[tei-council] biblscope and imprint

Mon Nov 5 09:29:48 EST 2012

That document is helpful.  What wasn't clear to me about BCP 47 is 
whether you could only use a script subtag in combination with a 
language subtag if they were listed in combination in the IANA registry 
(as some are).  Whereas this W3C guide explicitly says you can only use 
extended language subtags with certain languages, I see that it 
explicitly says you can use a script subtag with any language when it's 
not written in the script given for "suppress script".  And, as we see, 
it even gives the examples of Russian "transcribed into the Latin script".

So if you encounter "ru-Latn", you're stuck figuring out which 
transliteration scheme was used (or whether the author just invented one).

--Kevin

On 11/5/12 8:25 AM, Martin Holmes wrote:
> The W3C guide to using language subtags actually uses ru-Latn as the
> specific example for script subtags:
>
> "Script subtags should only be used as part of a language tag when the
> script adds some useful distinguishing information to the tag. Usually
> this is because a language is written in more than one script or because
> the content has been transcribed into a script that is unusual to the
> language (so one might tag Russian transcribed into the Latin script
> with a tag such as ru-Latn)."
>
> <http://www.w3.org/International/questions/qa-choosing-language-tags>
>
> So I think Kevin might be misunderstanding BCP 47, and ru-Latn should be
> used.
>
> Cheers,
> Martin
>
> On 12-11-04 09:49 PM, Kevin Hawkins wrote:
>> On 11/4/12 7:52 AM, Lou Burnard wrote:
>>> Firstly the comment that using "ru" for Russian transliterated in Roman
>>> characters is simply "underspecified" seems to me rather to miss the
>>> point.

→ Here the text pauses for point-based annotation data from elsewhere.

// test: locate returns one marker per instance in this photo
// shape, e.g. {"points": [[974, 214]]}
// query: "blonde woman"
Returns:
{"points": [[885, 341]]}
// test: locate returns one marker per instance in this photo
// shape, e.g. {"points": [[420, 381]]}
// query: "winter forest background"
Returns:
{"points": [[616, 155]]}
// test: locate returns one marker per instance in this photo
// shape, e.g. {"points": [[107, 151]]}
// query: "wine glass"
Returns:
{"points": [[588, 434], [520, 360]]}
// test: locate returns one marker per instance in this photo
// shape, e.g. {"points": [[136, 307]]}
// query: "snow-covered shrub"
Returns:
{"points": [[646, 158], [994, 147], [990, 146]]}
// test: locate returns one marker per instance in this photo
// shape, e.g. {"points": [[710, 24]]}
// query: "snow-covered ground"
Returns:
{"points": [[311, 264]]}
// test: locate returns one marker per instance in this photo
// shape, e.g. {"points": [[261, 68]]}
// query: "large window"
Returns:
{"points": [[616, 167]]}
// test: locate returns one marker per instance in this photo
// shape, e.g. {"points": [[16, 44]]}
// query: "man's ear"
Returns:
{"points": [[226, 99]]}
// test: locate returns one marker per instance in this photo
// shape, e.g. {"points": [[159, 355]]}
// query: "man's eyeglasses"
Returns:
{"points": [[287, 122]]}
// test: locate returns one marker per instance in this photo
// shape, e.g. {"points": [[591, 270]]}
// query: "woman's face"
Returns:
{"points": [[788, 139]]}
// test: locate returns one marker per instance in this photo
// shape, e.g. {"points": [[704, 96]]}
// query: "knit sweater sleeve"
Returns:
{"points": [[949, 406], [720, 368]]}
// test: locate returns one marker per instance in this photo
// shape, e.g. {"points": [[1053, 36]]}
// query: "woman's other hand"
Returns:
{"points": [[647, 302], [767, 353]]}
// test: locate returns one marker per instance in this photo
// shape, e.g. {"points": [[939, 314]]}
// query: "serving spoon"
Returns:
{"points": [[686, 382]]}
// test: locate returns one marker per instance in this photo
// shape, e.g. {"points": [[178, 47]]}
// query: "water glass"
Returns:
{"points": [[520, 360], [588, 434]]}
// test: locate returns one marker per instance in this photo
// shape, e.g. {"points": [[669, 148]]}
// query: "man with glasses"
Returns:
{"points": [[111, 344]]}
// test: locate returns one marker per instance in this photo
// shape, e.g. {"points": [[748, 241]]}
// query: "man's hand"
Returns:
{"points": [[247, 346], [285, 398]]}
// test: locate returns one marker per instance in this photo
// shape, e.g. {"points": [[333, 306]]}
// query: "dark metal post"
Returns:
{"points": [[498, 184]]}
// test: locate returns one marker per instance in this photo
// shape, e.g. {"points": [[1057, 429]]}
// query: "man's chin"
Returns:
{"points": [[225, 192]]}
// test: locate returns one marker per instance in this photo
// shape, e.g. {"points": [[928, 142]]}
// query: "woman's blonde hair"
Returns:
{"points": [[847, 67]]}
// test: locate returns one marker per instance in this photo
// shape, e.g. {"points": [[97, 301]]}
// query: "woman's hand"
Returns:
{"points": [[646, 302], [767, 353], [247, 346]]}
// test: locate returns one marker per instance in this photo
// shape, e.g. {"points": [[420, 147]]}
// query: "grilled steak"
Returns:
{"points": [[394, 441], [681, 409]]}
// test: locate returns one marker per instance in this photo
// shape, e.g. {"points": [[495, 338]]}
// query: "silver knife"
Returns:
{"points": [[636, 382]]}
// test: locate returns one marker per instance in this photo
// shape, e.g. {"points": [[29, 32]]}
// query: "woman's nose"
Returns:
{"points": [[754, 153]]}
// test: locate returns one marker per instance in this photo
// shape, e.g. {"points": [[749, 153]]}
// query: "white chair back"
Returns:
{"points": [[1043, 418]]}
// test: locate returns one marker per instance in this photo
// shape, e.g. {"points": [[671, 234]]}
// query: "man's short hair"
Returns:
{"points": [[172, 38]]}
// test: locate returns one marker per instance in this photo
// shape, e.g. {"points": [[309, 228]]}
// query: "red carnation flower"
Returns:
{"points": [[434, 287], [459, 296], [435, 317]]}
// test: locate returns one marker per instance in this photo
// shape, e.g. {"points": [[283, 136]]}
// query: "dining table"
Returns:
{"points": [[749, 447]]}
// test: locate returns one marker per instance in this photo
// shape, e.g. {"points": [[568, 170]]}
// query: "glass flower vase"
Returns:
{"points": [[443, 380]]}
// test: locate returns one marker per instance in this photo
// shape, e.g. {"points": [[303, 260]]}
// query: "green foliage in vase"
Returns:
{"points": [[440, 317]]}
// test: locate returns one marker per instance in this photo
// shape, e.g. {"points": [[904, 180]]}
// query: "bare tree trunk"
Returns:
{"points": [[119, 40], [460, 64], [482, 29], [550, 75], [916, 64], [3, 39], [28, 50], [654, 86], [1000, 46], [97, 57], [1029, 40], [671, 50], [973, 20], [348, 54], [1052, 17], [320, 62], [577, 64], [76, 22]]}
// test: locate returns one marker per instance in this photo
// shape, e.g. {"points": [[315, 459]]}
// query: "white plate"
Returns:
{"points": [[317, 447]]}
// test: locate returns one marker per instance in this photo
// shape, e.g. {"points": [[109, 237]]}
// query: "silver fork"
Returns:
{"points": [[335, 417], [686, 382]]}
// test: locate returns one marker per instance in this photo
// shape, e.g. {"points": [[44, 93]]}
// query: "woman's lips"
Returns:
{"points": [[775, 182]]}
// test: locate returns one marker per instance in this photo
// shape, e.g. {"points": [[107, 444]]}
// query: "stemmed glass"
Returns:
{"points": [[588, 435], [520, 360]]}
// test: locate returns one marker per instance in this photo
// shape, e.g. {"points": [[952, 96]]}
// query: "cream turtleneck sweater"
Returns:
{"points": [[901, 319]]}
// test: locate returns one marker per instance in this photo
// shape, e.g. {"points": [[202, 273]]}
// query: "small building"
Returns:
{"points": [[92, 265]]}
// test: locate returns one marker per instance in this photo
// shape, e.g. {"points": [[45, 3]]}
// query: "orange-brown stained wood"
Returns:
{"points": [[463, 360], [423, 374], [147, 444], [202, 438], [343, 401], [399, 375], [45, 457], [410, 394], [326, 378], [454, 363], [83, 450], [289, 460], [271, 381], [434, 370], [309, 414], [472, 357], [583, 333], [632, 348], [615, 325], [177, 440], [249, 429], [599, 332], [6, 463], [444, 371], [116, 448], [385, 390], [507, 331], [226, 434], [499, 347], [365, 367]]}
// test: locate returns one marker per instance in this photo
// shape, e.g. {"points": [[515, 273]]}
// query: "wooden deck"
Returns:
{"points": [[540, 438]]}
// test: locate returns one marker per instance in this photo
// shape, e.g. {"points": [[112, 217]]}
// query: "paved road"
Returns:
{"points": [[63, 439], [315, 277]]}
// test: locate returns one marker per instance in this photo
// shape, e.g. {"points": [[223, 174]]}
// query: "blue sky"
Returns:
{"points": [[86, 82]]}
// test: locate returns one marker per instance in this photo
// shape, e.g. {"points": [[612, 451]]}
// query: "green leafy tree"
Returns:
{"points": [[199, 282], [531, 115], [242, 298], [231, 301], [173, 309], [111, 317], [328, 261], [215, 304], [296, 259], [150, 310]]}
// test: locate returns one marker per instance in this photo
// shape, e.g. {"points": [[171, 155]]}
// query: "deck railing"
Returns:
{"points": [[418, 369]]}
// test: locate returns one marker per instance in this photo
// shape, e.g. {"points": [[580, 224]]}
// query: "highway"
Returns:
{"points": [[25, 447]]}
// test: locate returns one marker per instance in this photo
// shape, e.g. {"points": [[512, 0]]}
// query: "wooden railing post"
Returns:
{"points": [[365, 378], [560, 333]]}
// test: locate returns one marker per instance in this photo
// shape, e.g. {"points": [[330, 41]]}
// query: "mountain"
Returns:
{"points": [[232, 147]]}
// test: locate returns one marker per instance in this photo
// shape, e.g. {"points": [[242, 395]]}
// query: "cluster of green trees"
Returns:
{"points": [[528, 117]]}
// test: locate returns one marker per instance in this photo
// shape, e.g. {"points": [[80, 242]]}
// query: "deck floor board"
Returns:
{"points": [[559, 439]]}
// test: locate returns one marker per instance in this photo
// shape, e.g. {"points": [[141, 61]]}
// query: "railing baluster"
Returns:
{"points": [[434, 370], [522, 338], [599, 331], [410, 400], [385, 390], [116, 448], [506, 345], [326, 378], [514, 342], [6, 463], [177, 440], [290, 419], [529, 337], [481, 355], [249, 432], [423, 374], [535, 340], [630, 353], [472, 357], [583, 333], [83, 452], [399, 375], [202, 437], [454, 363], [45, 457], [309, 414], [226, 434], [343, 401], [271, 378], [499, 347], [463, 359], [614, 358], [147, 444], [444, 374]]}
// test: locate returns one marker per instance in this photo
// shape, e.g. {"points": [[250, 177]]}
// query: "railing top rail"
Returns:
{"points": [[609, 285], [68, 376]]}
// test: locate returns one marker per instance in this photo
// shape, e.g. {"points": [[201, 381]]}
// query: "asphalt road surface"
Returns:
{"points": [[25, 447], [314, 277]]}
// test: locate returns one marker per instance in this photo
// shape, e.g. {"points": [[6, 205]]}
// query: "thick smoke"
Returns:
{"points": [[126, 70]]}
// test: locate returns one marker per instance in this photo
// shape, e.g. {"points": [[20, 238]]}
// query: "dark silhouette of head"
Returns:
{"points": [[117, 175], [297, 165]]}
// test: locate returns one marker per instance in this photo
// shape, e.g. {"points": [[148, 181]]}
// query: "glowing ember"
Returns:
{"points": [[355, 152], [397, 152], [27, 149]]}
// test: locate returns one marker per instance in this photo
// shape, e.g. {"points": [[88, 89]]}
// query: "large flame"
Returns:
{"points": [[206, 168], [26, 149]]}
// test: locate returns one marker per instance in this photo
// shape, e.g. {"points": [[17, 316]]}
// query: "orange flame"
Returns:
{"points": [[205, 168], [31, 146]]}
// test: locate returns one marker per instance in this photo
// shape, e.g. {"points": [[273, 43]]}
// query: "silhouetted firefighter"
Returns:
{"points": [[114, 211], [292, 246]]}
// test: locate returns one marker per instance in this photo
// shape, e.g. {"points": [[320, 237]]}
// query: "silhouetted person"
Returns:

If I see something in a Unicode document which says it has
>>> xml:lang="ru" I expect to see proper Russian Unicode characters.
>>
>> Perhaps.  I meant that while you might think that, it wasn't clear to me
>> that the semantics of @xml:lang license that inference.  However, once I
>> looked at BCP 47 and the discussion of "suppress script" further, I
>> think it might indeed license Lou's inference.
>>
>>> Secondly, even if I am prepared to accept Romanized versions of those
>>> characters and figure out for myself what the Russian should have been,
>>> this is not entirely easy. There are several different (Wikipedia lists
>>> ten) possible Romanization schemes, which vary quite considerably. In
>>> some, for example, the sequence "ye" stands for the Russian letter that
>>> looks like a Roman "e"; in others this character is represented by "e",
>>> unless it is iotated by a preceding soft sign. So generating a correct
>>> Cyrillic version of this citation isn't easy, and neither is deciding
>>> which scheme we're dealing with here!
>>
>> BCP 47 allows for registering of variant subtags for systems of
>> transliteration, but it does not require this.  However, per the
>> discussion of "suppress script", it seems you effectively need to for
>> transliteration.
>>
>> This is puzzling.
>>
>>> Thirdly, this particular example is actually taken verbatim from a
>>> rather elderly ISO standard on bibliographic reference (ISO 690, 1987).
>>>      Hence we probably should not mess with its representation at all.
>>
>> I fully agree that as long as we are citing a citation in a source
>> document, we shouldn't go de-transliterating it!
>>
>>    >  (You
>>> can see it cited as a example in the Wikipedia entry for ISO_690,
>>> curiously enough).
>>
>> I imagine that someone writing or improving the Wikipedia article on ISO
>> 690 googled around to see what they could find and stumbled upon the
>> Guidelines ...
>>
>>> My guess, but I defer to the Russian expert in our midst, is that this
>>> uses the now deprecated ISO/R:1968 but without access to the original,
>>> it's hard to be sure, and without being sure I'd rather not try to
>>> convert it into proper Russian.
>>
>> Well, it looks like Lou not only tried, but as your resident Russian
>> expert I can say that he also succeeded.
>>
>>> All of which I suppose we can side-step cheerfully, by saying "ru-Latn",
>>> even though this particular combination isn't actually proposed in
>>> http://www.iana.org/assignments/language-subtag-registry, and even
>>> though this won't help anyone who *does* want to see the original title
>>> as it should have been presented!
>>
>> I, like Martin in a later message, used to think that BCP 47 allowed for
>> the various types of tags to be combined as you see fit, meaning that
>> "ru-Latn" would be allowed.  But a closer reading of BCP 47 now makes me
>> think that you can only use things in the IANA registry unless you use a
>> private use subtag.
>>
>> We could bring in Syd Bauman or Deborah Anderson to help us sort this
>> out, or we could take a shortcut by simply removing the @xml:lang on
>> this transliterated title.
>>
>> --Kevin
>>
>